Over the past year, generative AI has exploded into the cultural zeitgeist. While discussions around AI and its capabilities have been prevalent for some time, OpenAI’s rollout of tools such as ChatGPT and DALL-E has led to a level of mass adoption by the general public that would have been close to unthinkable a few years ago. Now, the race is on to see which companies can leverage generative AI to win—or simply to survive—over the years ahead.

ChatGPT, the most well-known of the current crop of apps, is a generative AI chat app based on OpenAI’s large language model (the GPT in the name). These models are absolute monsters of pattern recognition; when given a simple prompt, they can create original writings that can only be described as eerily articulate. The internet has been flooded with use cases: efficiently summarizing large texts, creating complex essays or even drafting an outline for an article (such as the one you’re reading right now). The flagship example of how advanced ChatGPT has become is when it comfortably passed an MBA exam administered by the renowned Wharton School of Business in Pennsylvania.

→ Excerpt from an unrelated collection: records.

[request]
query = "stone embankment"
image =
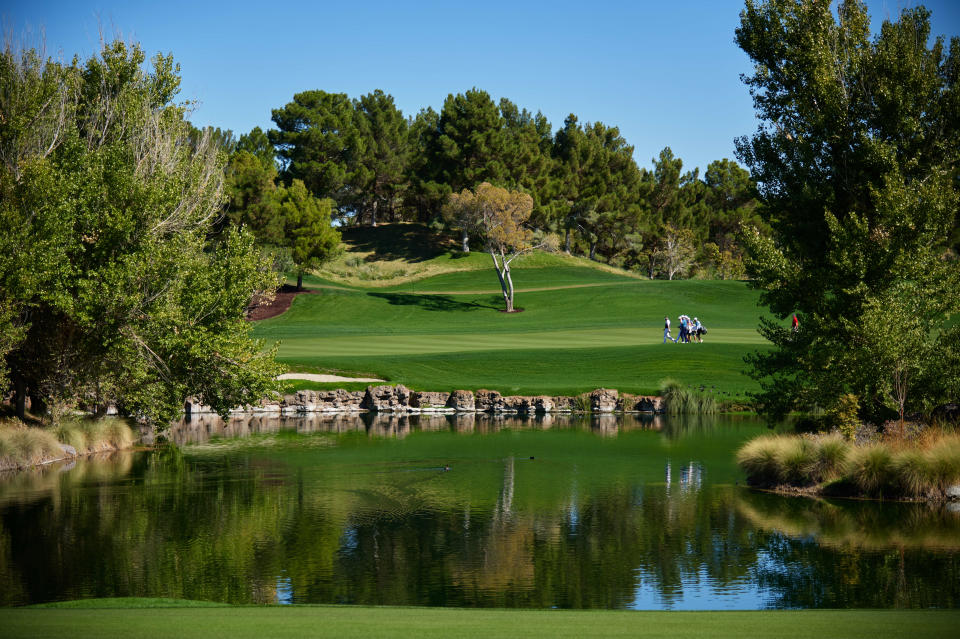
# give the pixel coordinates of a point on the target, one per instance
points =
(400, 399)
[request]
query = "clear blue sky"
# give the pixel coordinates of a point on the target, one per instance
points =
(666, 73)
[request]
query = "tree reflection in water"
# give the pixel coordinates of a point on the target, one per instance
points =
(610, 513)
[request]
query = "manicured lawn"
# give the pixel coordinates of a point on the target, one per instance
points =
(590, 328)
(345, 621)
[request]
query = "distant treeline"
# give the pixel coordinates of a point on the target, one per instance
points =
(374, 165)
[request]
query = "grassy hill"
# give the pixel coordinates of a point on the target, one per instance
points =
(583, 326)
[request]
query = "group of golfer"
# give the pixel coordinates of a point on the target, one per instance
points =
(691, 330)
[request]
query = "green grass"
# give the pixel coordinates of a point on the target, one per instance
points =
(605, 331)
(130, 622)
(925, 469)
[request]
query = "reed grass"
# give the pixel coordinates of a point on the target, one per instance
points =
(925, 469)
(678, 399)
(22, 445)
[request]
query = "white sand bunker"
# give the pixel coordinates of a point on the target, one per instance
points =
(314, 377)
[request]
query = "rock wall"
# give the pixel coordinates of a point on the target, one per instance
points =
(400, 399)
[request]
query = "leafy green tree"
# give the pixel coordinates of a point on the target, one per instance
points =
(309, 235)
(116, 294)
(316, 140)
(502, 215)
(856, 158)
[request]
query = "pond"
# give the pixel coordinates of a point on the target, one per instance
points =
(476, 511)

That very advancement has led to significant fear, particularly among knowledge workers, many of whom provide value through the gathering, analysis, synthesis and communication of information—all tasks at which generative AI is ruthlessly efficient. Companies now face a choice: adapt to the reality of generative AI, or be left behind. In the words of Charles Darwin, “It is not the strongest of the species that survive, nor the most intelligent, but the ones most responsive to change.”

Many organizations will be tempted to shrug off generative AI; others will avoid it out of fear or become overwhelmed by it. The most important thing to focus on is that these tools are designed to augment and enhance human intellect, not to replace it. In this context, they are not so different from other tools we already use every day; by way of an example, Microsoft Excel is a complement to our human capacity to analyze and action data—but it is not a complete substitute for that work.